As críticas positivas ao EP de estreia chovem literalmente de todos os quadrantes e a banda goza de uma exposição crescente. Fruto disso, tocam no Coliseu dos Recreios, em Lisboa, na apresentação dos Prémios Blitz, e rumam a Londres, para tocar no Clube Orange – e ainda antes de subir ao palco, para levar um susto centralizado na falta de normalização da velha Albion no que toca, também, às tomadas eléctricas. Ainda em 1997 tocaram, entre outros locais, nas Festas da Cidade de Lisboa, no Festival Regresso Às Aulas (Braga) e na Bienal de Vila Nova de Cerveira. Em jeito de curiosidade, refira-se que, para dar uma maior densidade musical nas guitarras ao tema “None (Pain Version)”, chegaram a convidar para tocar ao vivo Pedro Cabanas (Fucklore) e Miguel Gomes (Oratory).

O ano de 1998 assistiria à edição de “Iconolator”, mais um EP que surpreende novamente pela estética diferente do trabalho de estreia.
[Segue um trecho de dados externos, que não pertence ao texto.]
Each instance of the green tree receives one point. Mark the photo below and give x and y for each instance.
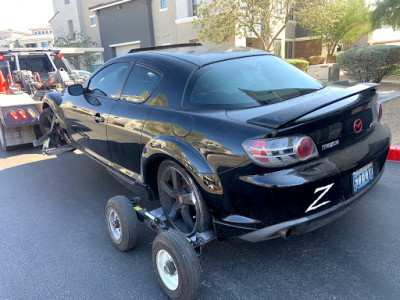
(223, 19)
(335, 21)
(386, 13)
(77, 40)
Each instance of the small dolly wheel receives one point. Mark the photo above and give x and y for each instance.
(121, 222)
(176, 265)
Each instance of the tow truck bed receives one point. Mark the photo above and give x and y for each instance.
(18, 120)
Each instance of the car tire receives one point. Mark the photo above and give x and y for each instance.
(121, 223)
(45, 119)
(181, 200)
(3, 140)
(176, 265)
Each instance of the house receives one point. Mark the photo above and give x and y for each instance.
(123, 25)
(39, 37)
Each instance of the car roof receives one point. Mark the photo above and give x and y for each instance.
(28, 51)
(201, 55)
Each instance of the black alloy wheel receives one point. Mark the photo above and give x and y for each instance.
(181, 200)
(45, 120)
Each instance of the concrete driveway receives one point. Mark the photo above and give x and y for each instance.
(54, 243)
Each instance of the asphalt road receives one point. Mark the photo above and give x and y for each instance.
(54, 243)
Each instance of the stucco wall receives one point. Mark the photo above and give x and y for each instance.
(165, 29)
(91, 31)
(66, 12)
(305, 49)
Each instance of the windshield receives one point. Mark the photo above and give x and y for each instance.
(247, 82)
(59, 62)
(3, 64)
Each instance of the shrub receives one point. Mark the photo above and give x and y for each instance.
(299, 63)
(370, 63)
(316, 60)
(334, 56)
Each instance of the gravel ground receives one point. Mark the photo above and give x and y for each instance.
(391, 117)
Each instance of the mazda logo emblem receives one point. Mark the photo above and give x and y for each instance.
(357, 126)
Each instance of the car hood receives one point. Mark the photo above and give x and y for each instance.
(279, 114)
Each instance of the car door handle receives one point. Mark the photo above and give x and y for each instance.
(98, 118)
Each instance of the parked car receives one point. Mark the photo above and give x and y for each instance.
(232, 139)
(81, 74)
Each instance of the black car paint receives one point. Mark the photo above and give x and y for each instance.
(208, 143)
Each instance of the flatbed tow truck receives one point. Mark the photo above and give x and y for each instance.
(25, 77)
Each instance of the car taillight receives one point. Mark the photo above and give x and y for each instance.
(280, 152)
(32, 113)
(380, 111)
(13, 115)
(22, 114)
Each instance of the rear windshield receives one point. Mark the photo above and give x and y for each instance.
(247, 82)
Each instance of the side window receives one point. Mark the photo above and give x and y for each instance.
(109, 81)
(140, 84)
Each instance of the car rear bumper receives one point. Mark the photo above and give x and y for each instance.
(307, 223)
(302, 198)
(296, 226)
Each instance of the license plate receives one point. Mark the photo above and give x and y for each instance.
(362, 177)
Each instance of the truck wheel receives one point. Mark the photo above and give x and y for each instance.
(121, 222)
(181, 200)
(177, 265)
(3, 140)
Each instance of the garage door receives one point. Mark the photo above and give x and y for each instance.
(124, 48)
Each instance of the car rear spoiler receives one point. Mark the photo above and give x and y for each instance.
(301, 106)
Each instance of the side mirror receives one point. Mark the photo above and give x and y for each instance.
(76, 90)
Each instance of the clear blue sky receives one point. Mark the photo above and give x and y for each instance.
(25, 14)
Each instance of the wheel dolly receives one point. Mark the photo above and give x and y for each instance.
(175, 256)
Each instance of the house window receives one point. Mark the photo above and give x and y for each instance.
(70, 27)
(31, 45)
(194, 7)
(288, 49)
(93, 21)
(280, 8)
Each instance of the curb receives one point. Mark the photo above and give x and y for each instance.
(394, 153)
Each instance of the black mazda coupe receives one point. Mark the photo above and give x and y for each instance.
(230, 139)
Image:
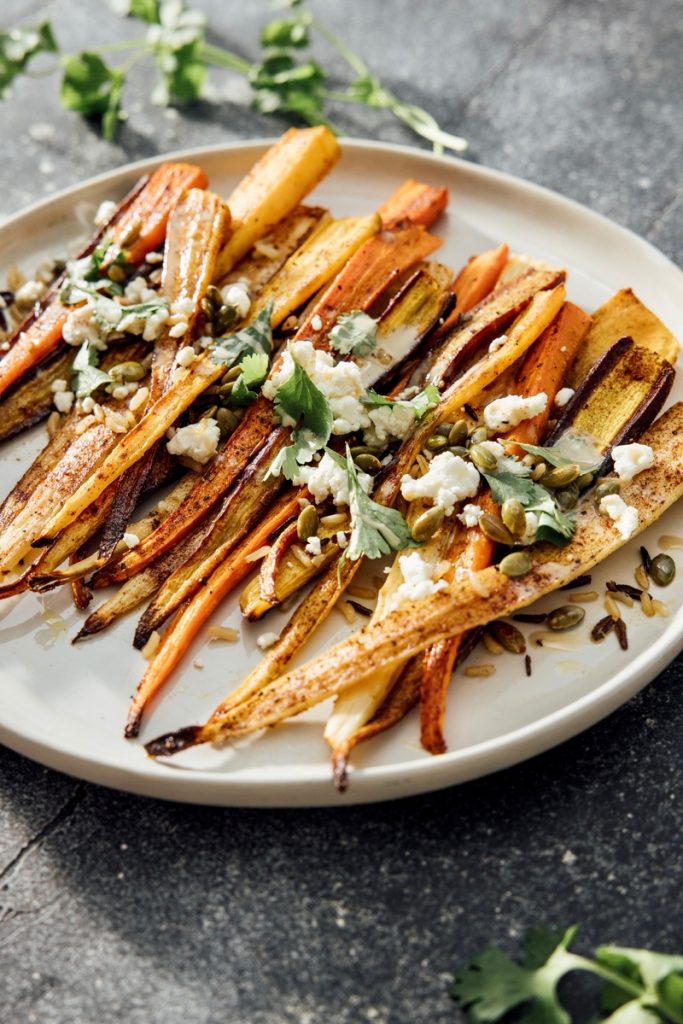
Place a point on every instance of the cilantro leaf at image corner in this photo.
(90, 87)
(18, 47)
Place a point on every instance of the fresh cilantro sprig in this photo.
(86, 375)
(376, 529)
(421, 403)
(354, 334)
(554, 525)
(284, 80)
(639, 986)
(299, 401)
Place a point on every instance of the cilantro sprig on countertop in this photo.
(284, 80)
(639, 986)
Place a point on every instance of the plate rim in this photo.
(373, 783)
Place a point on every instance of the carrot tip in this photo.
(172, 742)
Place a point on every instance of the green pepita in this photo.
(515, 564)
(427, 523)
(483, 458)
(458, 432)
(565, 617)
(663, 569)
(368, 463)
(512, 513)
(495, 529)
(561, 476)
(308, 522)
(127, 372)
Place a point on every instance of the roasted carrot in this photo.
(144, 216)
(476, 280)
(177, 638)
(416, 203)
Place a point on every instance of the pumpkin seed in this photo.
(566, 498)
(127, 372)
(512, 513)
(483, 459)
(458, 432)
(495, 529)
(226, 421)
(515, 564)
(308, 522)
(427, 523)
(663, 569)
(509, 637)
(478, 434)
(436, 442)
(368, 463)
(561, 476)
(565, 617)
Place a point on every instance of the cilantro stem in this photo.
(220, 57)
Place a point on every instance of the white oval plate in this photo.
(65, 707)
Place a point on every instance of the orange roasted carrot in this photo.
(415, 202)
(146, 214)
(475, 281)
(543, 370)
(183, 629)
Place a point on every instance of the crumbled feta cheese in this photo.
(388, 422)
(447, 481)
(29, 293)
(238, 296)
(624, 516)
(185, 356)
(470, 515)
(341, 383)
(328, 478)
(420, 579)
(631, 460)
(198, 440)
(266, 640)
(563, 395)
(179, 330)
(498, 343)
(63, 400)
(80, 326)
(503, 414)
(138, 399)
(313, 546)
(104, 212)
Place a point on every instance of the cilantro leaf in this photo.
(376, 529)
(18, 47)
(553, 454)
(299, 399)
(354, 333)
(254, 371)
(87, 378)
(554, 525)
(421, 403)
(92, 88)
(255, 338)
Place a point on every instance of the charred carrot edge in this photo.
(357, 286)
(195, 232)
(415, 202)
(543, 370)
(146, 214)
(476, 280)
(183, 629)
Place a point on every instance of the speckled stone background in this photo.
(117, 908)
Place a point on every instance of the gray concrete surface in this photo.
(118, 908)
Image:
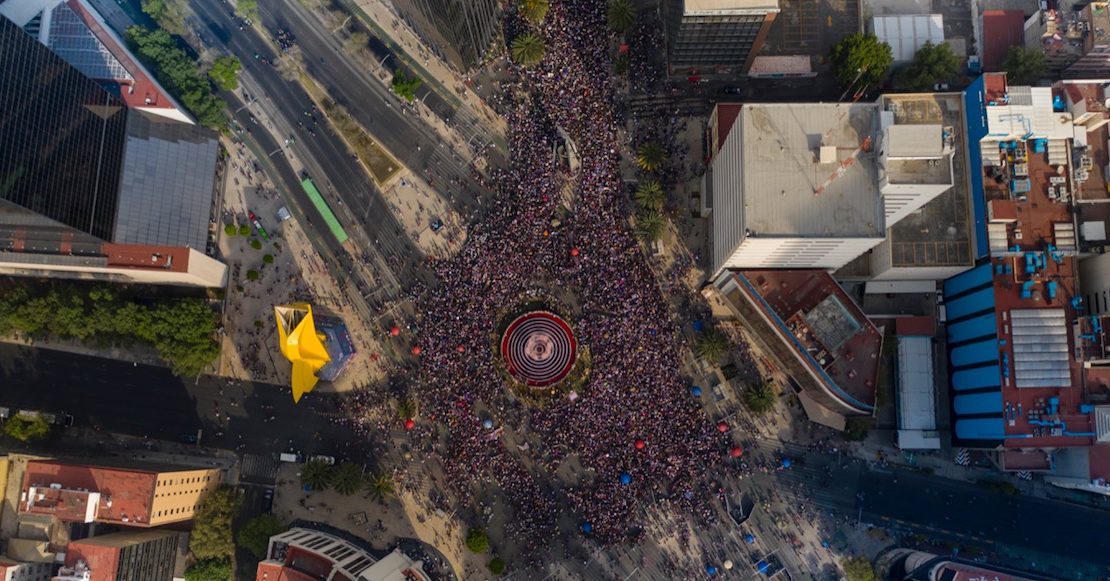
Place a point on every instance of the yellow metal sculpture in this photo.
(301, 344)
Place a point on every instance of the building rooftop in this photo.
(825, 326)
(121, 496)
(940, 232)
(168, 183)
(1001, 29)
(789, 190)
(77, 32)
(906, 33)
(726, 7)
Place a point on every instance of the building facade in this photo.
(128, 556)
(460, 31)
(132, 496)
(716, 36)
(92, 188)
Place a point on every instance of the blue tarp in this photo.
(978, 378)
(979, 429)
(977, 302)
(971, 403)
(964, 281)
(971, 353)
(979, 327)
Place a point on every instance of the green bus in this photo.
(333, 223)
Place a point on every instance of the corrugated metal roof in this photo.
(906, 33)
(1040, 348)
(779, 171)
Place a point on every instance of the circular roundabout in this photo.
(538, 349)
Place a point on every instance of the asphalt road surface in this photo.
(149, 401)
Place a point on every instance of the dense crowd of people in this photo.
(523, 248)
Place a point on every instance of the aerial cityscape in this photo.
(437, 290)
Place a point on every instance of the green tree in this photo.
(405, 84)
(858, 569)
(27, 427)
(248, 9)
(255, 533)
(316, 474)
(649, 226)
(712, 344)
(651, 156)
(477, 541)
(211, 537)
(621, 14)
(178, 73)
(534, 10)
(381, 487)
(932, 64)
(759, 398)
(210, 570)
(169, 13)
(527, 49)
(356, 41)
(649, 196)
(861, 60)
(224, 72)
(496, 566)
(346, 480)
(1023, 66)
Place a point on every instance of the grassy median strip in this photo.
(383, 167)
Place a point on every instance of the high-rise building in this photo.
(716, 36)
(127, 556)
(92, 189)
(460, 31)
(132, 496)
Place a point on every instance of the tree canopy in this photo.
(346, 479)
(405, 84)
(254, 536)
(649, 194)
(27, 427)
(861, 60)
(759, 398)
(858, 569)
(316, 474)
(182, 330)
(477, 541)
(224, 72)
(178, 73)
(527, 49)
(1023, 66)
(211, 537)
(534, 10)
(621, 14)
(932, 64)
(210, 570)
(651, 156)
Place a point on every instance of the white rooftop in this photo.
(728, 7)
(780, 170)
(906, 33)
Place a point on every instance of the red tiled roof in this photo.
(125, 493)
(275, 571)
(1001, 29)
(854, 364)
(174, 259)
(141, 92)
(103, 561)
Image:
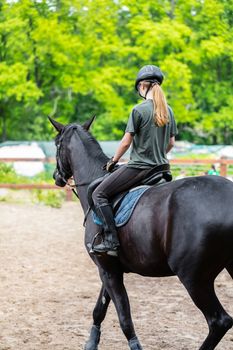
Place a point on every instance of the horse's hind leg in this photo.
(99, 314)
(219, 322)
(230, 269)
(116, 289)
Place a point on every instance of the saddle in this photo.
(158, 175)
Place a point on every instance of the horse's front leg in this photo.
(99, 314)
(114, 284)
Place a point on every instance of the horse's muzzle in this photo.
(59, 181)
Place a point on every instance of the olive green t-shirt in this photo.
(150, 141)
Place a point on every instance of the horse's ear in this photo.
(58, 126)
(88, 123)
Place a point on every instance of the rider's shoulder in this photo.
(140, 107)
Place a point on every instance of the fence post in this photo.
(223, 167)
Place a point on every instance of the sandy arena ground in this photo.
(49, 286)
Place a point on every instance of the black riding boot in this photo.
(110, 243)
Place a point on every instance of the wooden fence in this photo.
(223, 165)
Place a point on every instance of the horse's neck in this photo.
(87, 166)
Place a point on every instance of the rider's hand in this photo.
(110, 165)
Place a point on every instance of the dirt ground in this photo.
(49, 286)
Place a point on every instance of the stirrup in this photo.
(91, 251)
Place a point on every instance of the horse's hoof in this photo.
(90, 346)
(134, 344)
(92, 343)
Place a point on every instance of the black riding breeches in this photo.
(119, 181)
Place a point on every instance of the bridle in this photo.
(62, 170)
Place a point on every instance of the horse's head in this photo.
(63, 169)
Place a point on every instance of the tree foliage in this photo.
(76, 58)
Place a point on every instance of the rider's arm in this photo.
(123, 146)
(171, 144)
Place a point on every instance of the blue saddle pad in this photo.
(126, 207)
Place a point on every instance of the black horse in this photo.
(182, 228)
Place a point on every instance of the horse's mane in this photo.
(91, 144)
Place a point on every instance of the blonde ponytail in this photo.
(161, 114)
(161, 117)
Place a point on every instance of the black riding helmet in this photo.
(149, 73)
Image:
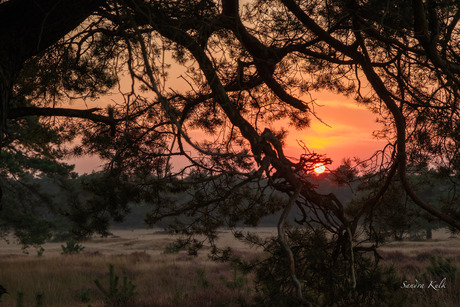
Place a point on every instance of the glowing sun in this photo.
(319, 168)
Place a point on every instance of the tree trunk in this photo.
(429, 233)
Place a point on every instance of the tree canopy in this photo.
(242, 66)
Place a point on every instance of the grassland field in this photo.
(176, 279)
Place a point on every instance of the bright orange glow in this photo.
(319, 168)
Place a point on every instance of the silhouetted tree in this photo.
(244, 66)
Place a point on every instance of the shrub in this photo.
(71, 247)
(115, 296)
(323, 266)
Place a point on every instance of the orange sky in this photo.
(349, 134)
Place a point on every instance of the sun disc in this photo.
(319, 168)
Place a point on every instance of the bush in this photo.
(71, 247)
(323, 266)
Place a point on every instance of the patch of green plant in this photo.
(71, 247)
(114, 295)
(40, 251)
(325, 273)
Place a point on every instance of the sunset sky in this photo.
(349, 133)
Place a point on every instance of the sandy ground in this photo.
(153, 241)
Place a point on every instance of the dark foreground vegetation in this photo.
(168, 276)
(219, 84)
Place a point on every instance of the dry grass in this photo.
(160, 279)
(172, 279)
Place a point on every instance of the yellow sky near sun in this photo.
(348, 132)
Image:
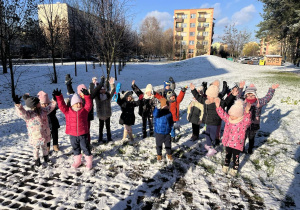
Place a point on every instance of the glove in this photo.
(17, 99)
(171, 80)
(85, 92)
(56, 92)
(183, 89)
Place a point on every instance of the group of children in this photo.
(240, 109)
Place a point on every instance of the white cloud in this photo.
(223, 22)
(245, 15)
(217, 9)
(165, 19)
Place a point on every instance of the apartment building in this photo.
(193, 32)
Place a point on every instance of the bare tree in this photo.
(14, 15)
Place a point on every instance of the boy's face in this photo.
(44, 105)
(77, 106)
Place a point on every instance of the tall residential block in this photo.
(193, 32)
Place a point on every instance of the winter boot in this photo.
(159, 158)
(89, 162)
(225, 169)
(55, 148)
(233, 172)
(37, 162)
(77, 161)
(46, 159)
(169, 158)
(125, 134)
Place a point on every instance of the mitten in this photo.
(56, 92)
(17, 99)
(85, 91)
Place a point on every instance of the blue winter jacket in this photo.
(163, 121)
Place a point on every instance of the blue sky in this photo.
(245, 13)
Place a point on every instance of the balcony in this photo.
(200, 37)
(201, 28)
(179, 29)
(179, 20)
(200, 46)
(178, 37)
(201, 19)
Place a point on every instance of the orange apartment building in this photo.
(193, 32)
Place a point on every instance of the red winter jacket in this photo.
(174, 106)
(76, 122)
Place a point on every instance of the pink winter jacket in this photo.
(76, 122)
(37, 125)
(234, 134)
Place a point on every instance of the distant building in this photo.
(269, 46)
(193, 32)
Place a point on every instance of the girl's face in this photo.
(77, 106)
(44, 105)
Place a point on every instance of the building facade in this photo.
(193, 32)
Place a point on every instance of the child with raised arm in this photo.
(236, 123)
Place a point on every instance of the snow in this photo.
(126, 174)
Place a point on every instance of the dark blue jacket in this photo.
(163, 121)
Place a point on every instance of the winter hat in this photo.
(212, 91)
(251, 89)
(44, 99)
(75, 99)
(166, 83)
(79, 88)
(163, 102)
(30, 101)
(148, 88)
(237, 109)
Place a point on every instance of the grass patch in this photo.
(287, 78)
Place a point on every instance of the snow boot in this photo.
(55, 148)
(37, 162)
(169, 158)
(233, 172)
(125, 134)
(77, 161)
(159, 157)
(89, 162)
(225, 169)
(46, 159)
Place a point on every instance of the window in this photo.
(205, 33)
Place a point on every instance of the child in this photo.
(236, 124)
(37, 124)
(77, 125)
(210, 116)
(103, 106)
(194, 115)
(127, 117)
(256, 106)
(146, 107)
(52, 120)
(163, 125)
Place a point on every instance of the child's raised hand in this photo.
(217, 102)
(274, 86)
(192, 86)
(247, 108)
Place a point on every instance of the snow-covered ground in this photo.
(126, 175)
Mas esta absoluta falta de linearidade era uma das características mais estimulantes dos TAUF. Daquela sala de ensaios ali no limite norte da Rua Dr. Manuel Pais saíam temas como uma linha de produção idealizada por Henry Ford. O volume era tal que eram apresentados apenas 1 ou 2 vezes ao vivo. A frustração de ver perecer belos temas tão precocemente era compensada pela apresentação de outros novos, cada um mais surpreendente que o outro. Já com os elementos com funções repartidas por vários instrumentos, há dois concertos memoráveis em Barcelos: um no original Cellos Rock, na Praceta Sá Carneiro, e outro integrado nas Festas das Cruzes, com os Coldfinger. Mariano Dias era desde o célebre concerto de Paredes de Coura um elemento chave nas apresentações ao vivo, dotando toda a estética dos TAUF de um conceito muito próprio. Os concertos tinham frequentemente aspectos cénicos que, tal como a música, raramente eram repetidos e muitos deles eram concebidos para determinados espaços em particular. O mais estimulante em cada concerto dos TAUF era a sensação de ser todo um concerto novo de cada vez que a banda se apresentava ao vivo. Nenhum concerto era igual a outro e todos tinham uma história diferente para contar, ao ponto de ainda hoje imensas pessoas se lembrarem de determinados detalhes em alguns concertos em particular. O último EP, de nome “Rhizome (Prelude)” é uma edição de autor de 2002 e teve duas edições: uma em digipack e outra numa caixa de lata. Foi gravado no estúdio Oops. em Barcelos e nesta altura a banda já integrava Ana Araújo (voz), Gil Teixeira (samples e teclas) e José Arantes (samples e violoncelo), para além dos músicos já referidos. Era altura de esperar pacientemente pela edição de um álbum, o que nunca viria a acontecer. Os TAUF sofrem nova mutação e quando parecia que o colectivo se desintegrara, surge mais um projecto surpreendente: La La La Ressonance. Os TAUF também eram passado.